The launch of Wexler Real-Time is another major step for the tech company after it announced in December that it had launched an AI agent, known as KiM, to help streamline legal work for disputes lawyers.

Clifford Chance LLP has formally procured Wexler's entire AI platform for its global dispute resolution practice.

Wexler said Tuesday that it has added other new global law firm customers, including Goodwin Procter LLP and Addleshaw Goddard LLP.

Another law firm, Herbert Smith Freehills Kramer LLP, has adopted Wexler's "fact intelligence" platform across the firm's global disputes practice.

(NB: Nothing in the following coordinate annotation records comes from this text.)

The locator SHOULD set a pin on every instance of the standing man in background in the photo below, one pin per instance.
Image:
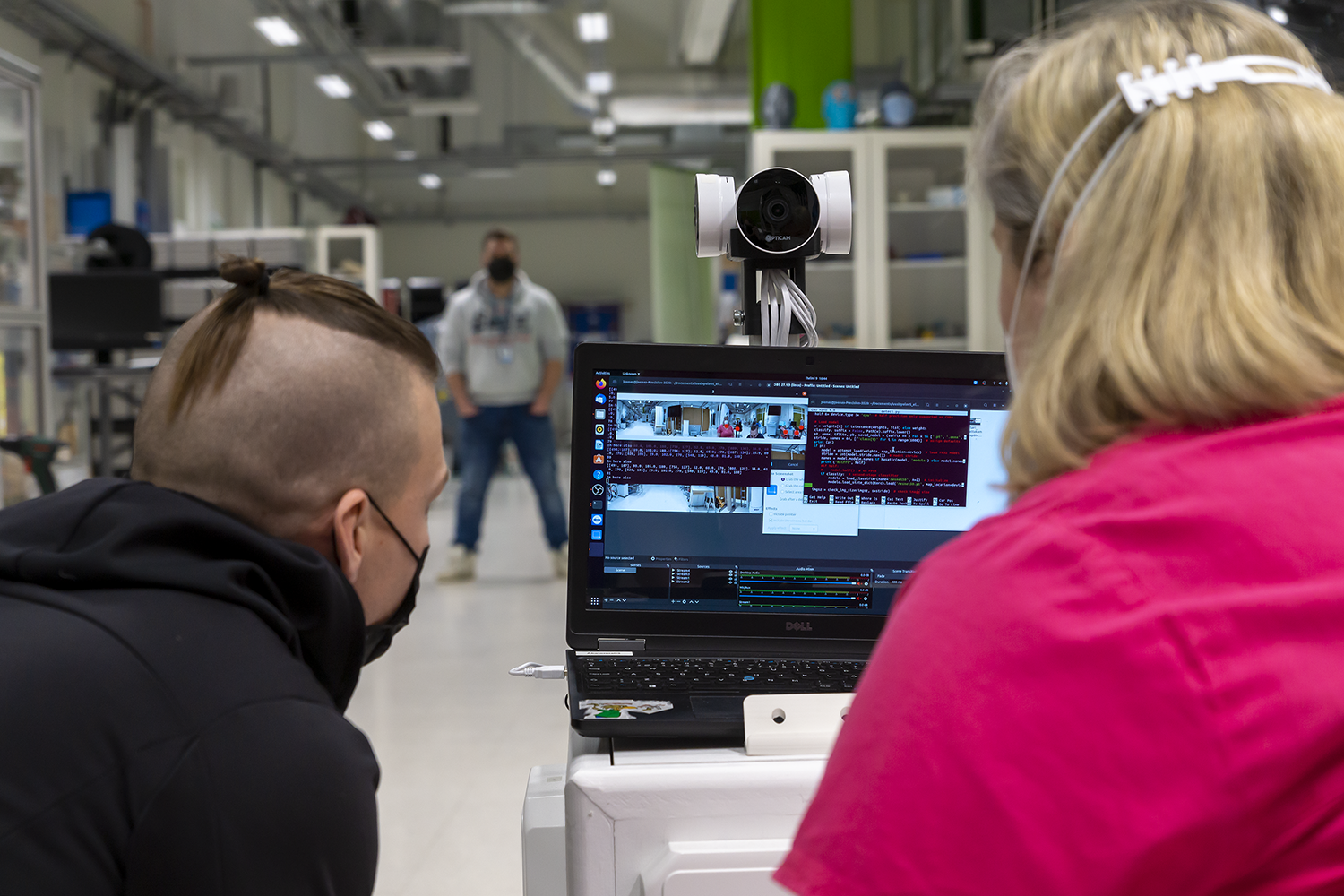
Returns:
(503, 346)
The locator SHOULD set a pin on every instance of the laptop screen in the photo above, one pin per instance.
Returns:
(765, 493)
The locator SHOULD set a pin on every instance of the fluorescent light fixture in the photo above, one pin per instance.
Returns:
(379, 129)
(435, 108)
(279, 31)
(593, 27)
(599, 82)
(703, 29)
(667, 112)
(335, 86)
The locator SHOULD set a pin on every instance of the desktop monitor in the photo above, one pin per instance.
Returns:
(88, 211)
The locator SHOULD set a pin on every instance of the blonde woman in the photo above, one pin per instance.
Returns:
(1133, 680)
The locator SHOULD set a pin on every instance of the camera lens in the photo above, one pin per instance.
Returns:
(779, 210)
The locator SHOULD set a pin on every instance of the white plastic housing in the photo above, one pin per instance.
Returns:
(836, 225)
(715, 215)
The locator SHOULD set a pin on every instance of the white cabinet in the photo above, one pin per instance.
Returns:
(922, 271)
(351, 253)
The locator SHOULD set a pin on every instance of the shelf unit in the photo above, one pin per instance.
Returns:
(919, 274)
(351, 253)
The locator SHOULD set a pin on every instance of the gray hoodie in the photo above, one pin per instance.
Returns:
(502, 347)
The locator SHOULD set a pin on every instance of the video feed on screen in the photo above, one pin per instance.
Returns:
(690, 417)
(817, 493)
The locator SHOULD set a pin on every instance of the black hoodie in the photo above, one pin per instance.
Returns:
(171, 694)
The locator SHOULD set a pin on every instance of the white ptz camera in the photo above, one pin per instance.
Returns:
(779, 211)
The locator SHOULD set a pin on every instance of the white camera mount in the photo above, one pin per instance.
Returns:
(776, 220)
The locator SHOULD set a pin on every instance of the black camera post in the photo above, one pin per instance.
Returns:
(777, 220)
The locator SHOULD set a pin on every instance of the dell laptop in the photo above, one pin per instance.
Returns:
(742, 517)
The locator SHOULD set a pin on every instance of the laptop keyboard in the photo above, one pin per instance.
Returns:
(699, 673)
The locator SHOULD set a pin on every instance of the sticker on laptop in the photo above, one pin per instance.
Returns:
(621, 708)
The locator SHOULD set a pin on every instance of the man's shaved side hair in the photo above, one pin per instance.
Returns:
(282, 395)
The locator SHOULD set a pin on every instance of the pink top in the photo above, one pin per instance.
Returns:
(1131, 683)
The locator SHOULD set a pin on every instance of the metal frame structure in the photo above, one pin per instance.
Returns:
(64, 27)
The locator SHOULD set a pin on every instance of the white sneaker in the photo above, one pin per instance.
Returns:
(461, 564)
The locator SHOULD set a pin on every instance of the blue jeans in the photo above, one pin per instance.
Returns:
(483, 435)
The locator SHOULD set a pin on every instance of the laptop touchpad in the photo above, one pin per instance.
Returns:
(717, 707)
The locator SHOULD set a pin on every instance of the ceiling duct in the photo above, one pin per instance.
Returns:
(529, 46)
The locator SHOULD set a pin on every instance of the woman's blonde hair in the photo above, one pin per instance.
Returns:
(1203, 281)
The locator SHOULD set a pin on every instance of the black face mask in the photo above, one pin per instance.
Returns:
(500, 269)
(378, 637)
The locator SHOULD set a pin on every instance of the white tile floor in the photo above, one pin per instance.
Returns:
(453, 732)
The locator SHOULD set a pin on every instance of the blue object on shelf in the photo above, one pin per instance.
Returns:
(88, 211)
(898, 107)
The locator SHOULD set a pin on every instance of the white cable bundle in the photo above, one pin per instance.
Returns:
(781, 301)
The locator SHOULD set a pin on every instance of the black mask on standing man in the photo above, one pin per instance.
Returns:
(378, 637)
(500, 269)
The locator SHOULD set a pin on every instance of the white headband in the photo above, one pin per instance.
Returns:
(1156, 89)
(1180, 82)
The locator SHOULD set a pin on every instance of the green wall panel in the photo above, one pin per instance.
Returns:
(683, 289)
(804, 43)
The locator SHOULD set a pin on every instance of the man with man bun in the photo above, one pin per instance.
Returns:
(177, 649)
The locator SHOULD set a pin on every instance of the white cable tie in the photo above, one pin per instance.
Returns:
(537, 670)
(1174, 81)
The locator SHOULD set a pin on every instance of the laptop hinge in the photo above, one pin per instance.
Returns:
(633, 645)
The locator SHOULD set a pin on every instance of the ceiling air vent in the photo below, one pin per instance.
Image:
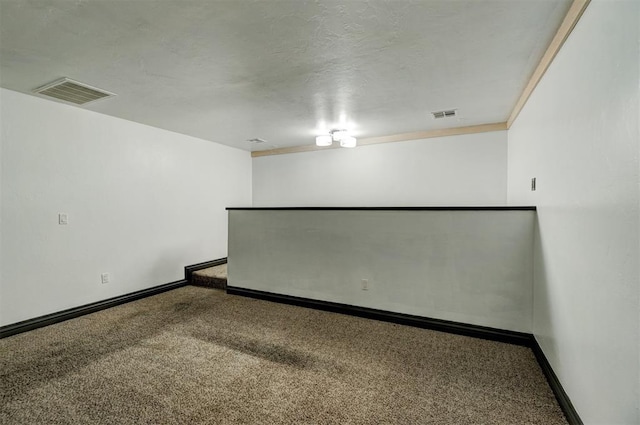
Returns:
(71, 91)
(444, 114)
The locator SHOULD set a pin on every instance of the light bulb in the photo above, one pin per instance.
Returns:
(324, 140)
(338, 135)
(348, 142)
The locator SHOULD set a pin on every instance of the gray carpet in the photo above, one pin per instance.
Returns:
(199, 356)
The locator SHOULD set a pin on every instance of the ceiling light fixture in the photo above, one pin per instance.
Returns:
(338, 135)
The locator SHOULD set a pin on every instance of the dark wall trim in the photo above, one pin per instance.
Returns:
(496, 208)
(493, 334)
(563, 399)
(50, 319)
(510, 337)
(188, 270)
(61, 316)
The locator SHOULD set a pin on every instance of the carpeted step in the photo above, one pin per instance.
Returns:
(212, 277)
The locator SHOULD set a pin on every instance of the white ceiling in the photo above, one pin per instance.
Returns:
(280, 70)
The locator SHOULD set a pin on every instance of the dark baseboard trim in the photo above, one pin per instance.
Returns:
(563, 399)
(511, 337)
(61, 316)
(478, 208)
(188, 270)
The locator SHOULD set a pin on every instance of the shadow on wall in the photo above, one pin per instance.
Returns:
(543, 320)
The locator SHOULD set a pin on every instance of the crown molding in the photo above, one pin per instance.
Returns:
(403, 137)
(570, 20)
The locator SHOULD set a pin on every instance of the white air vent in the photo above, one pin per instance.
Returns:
(444, 114)
(71, 91)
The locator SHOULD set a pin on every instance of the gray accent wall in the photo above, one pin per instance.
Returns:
(468, 266)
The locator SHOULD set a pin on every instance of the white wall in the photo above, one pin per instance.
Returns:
(579, 135)
(467, 266)
(142, 204)
(455, 170)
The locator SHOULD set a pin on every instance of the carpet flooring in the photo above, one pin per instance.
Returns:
(200, 356)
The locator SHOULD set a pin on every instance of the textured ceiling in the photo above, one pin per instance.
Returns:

It has rolled out the technology after the two organizations worked together to refine and adapt the platform for high-stakes litigation. The system will be used for evidence analysis, creating chronologies, case strategies and preparing cross-examinations.

Charlie Morgan, an international arbitration partner at HSF Kramer, told Law360 that the law firm works "hand in glove" with its clients to help them resolve their biggest disputes. And in those complex disputes, understanding the facts is critical and very time-consuming, he said.

"The technology is moving quickly, but today, where we're at is that our teams are using Wexler to help get an understanding of the corpus of documents to extract the facts more quickly and more effectively," Morgan said.

Morgan added that his firm's disputes lawyers are doing that at various stages of the litigation and arbitration life cycle, from the initial assessment of the factual background and providing the options and the merits of various strategies, to the prehearing planning and preparation for cross-examination.

HSF Kramer said Monday that it has launched a new tool to help general counsel assess their use of generative AI. Its new GenAI Persona Builder collects data on how general counsel and their teams interact with, and feel about, the technology.

The firm announced the launch after Rebecca Maslen-Stannage, chair and senior partner of HSF Kramer, said in an interview with Law360 earlier in September that the firm is investing "heavily" in generative AI to grow its market share.